In 2012, Shibabrata read the manifesto by a European Union Bank that proposed card payments of Visa, Mastercard & the future Fintech companies will have limitless possibilities and bitcoin as an underground currency. Its transactions are recorded on a ledger called the blockchain, maintained in duplicated computer files by a band of self-appointed guardians called nodes. Disputes about transactions and ground rules are resolved by majority vote. The nodes are kept honest, and troublemakers at bay, by requiring a participant in the network to engage in some arithmetic busywork before certifying a batch of transactions. A node that completes the arithmetic task is awarded a few new coins.

The busywork, called mining, did not interest Shibabrata.
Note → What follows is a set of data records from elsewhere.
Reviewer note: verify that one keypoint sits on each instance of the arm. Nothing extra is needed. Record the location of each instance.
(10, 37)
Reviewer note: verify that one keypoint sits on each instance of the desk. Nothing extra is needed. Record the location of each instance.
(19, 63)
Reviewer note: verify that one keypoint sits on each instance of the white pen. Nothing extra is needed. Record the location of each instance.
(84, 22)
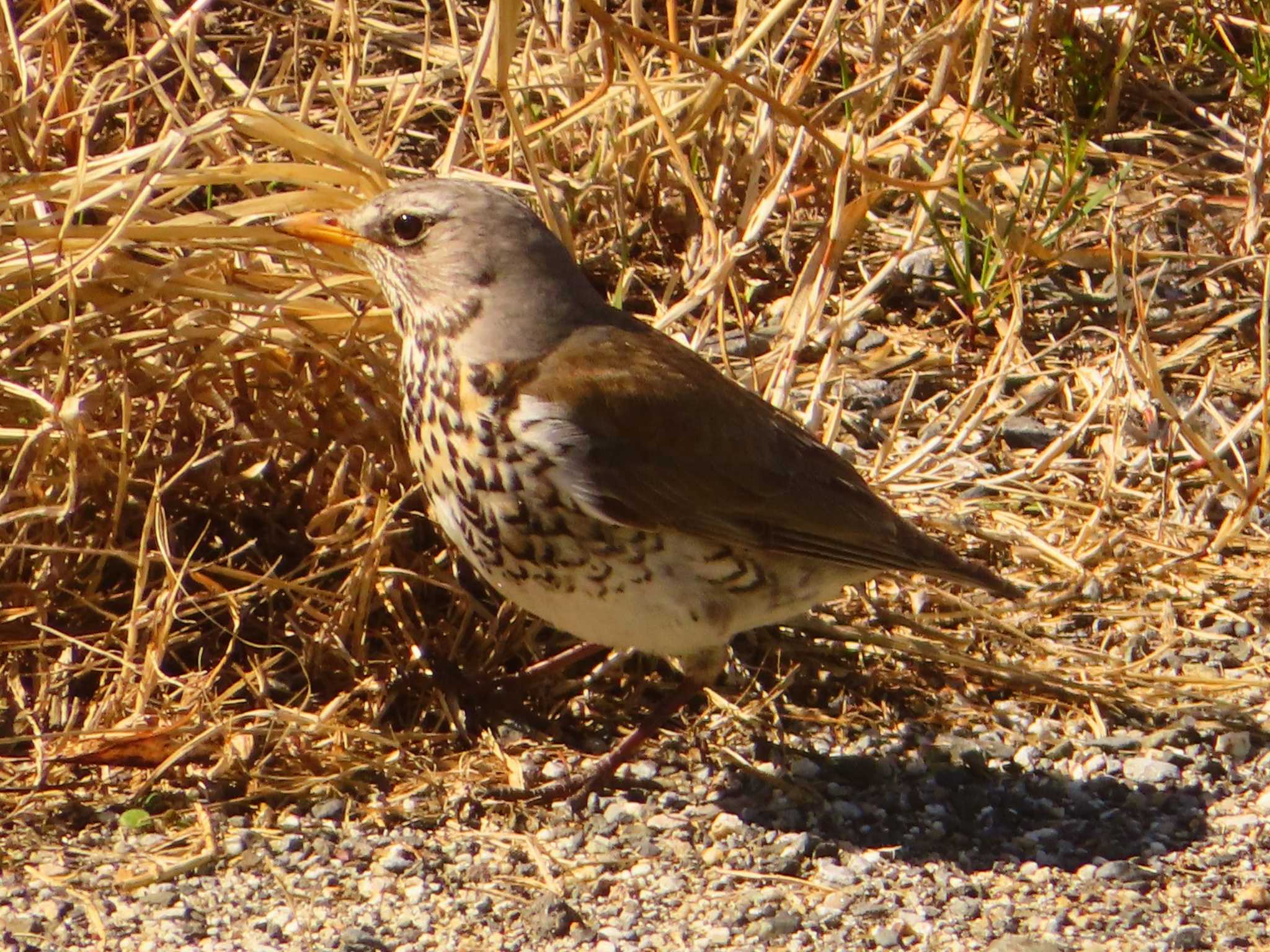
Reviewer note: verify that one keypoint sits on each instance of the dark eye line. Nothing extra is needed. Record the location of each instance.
(408, 226)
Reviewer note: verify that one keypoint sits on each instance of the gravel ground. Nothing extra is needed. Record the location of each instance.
(1016, 835)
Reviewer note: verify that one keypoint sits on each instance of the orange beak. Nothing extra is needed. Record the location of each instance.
(319, 227)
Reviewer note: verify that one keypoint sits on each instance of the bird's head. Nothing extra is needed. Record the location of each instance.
(447, 253)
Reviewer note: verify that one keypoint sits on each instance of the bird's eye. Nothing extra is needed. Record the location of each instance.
(407, 227)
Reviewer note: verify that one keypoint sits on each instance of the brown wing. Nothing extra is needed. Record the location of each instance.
(651, 436)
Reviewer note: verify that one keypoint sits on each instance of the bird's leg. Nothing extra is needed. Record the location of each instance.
(548, 666)
(699, 671)
(578, 787)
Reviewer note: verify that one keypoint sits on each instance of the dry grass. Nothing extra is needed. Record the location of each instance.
(214, 573)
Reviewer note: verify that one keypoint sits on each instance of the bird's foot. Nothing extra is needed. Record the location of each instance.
(577, 790)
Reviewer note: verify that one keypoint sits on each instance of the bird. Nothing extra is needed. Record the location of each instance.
(595, 471)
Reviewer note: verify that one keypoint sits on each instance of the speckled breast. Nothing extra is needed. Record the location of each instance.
(497, 501)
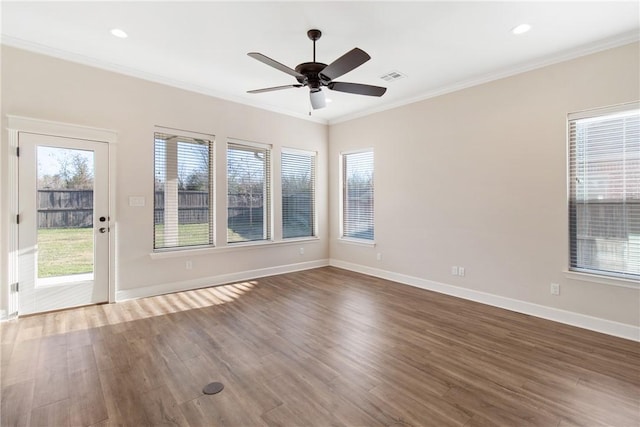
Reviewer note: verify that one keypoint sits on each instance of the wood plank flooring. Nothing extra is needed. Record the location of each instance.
(314, 348)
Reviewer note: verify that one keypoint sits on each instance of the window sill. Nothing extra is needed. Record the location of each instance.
(602, 280)
(357, 242)
(230, 247)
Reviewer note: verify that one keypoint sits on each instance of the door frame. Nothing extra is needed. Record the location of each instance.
(17, 125)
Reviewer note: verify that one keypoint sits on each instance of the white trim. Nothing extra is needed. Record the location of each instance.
(298, 151)
(48, 127)
(13, 247)
(231, 247)
(604, 111)
(357, 242)
(17, 124)
(184, 133)
(249, 144)
(222, 279)
(359, 150)
(605, 326)
(602, 280)
(611, 43)
(127, 71)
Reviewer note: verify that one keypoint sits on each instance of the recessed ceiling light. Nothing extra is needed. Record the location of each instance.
(119, 33)
(521, 29)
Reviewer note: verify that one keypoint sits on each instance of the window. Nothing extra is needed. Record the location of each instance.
(183, 215)
(298, 194)
(357, 195)
(248, 192)
(604, 187)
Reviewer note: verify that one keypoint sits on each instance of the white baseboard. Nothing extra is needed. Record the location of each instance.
(605, 326)
(204, 282)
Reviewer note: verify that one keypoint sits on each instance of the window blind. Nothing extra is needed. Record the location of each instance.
(604, 192)
(298, 194)
(357, 195)
(182, 196)
(248, 192)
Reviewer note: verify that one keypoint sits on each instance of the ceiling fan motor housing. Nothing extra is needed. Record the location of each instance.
(311, 72)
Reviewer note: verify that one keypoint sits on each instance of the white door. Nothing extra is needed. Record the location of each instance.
(63, 230)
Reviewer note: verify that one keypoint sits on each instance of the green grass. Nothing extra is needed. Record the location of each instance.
(188, 234)
(64, 251)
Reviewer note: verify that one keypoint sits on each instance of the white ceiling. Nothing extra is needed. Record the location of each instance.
(203, 46)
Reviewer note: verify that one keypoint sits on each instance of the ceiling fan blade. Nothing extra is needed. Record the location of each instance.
(275, 64)
(317, 99)
(270, 89)
(347, 62)
(357, 88)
But he did see an opportunity in the business of safeguarding the keys to the coins and setting up transactions. Working weekends and late nights, Shibabrata and his Developing Team created a Payment gateway to process high volume transactions and connected the nodes with the acquiring bank and launched the first payment portal in 2014 later sold it an EU Bank.

Few Venture capitalists from Russia and Germany, showered 5 million USD on Shibabrta’s innovative approach in 2017 and motivated him to create PayQ, a unique high-risk merchant account company whish uses cryptocurrencies and blockchains to build transaction networks for corporations.

Crypto has been condemned as rat poison by Warren Buffett, as a fraud by Jamie Dimon and the mother of all scams by doomsday economist Nouriel Roubini. Where’s the payoff to the economy?

It’s coming, Bhaumik says. He posits a future in which thousands of startups use crypto to raise capital in a global marketplace no longer controlled by Wall Street firms. Within a decade, he predicts, the number of people participating in the blockchain economy will explode from 50 million to 1 billion. We are destined to enjoy a financial system that is “more global, more fair, more free and more efficient”.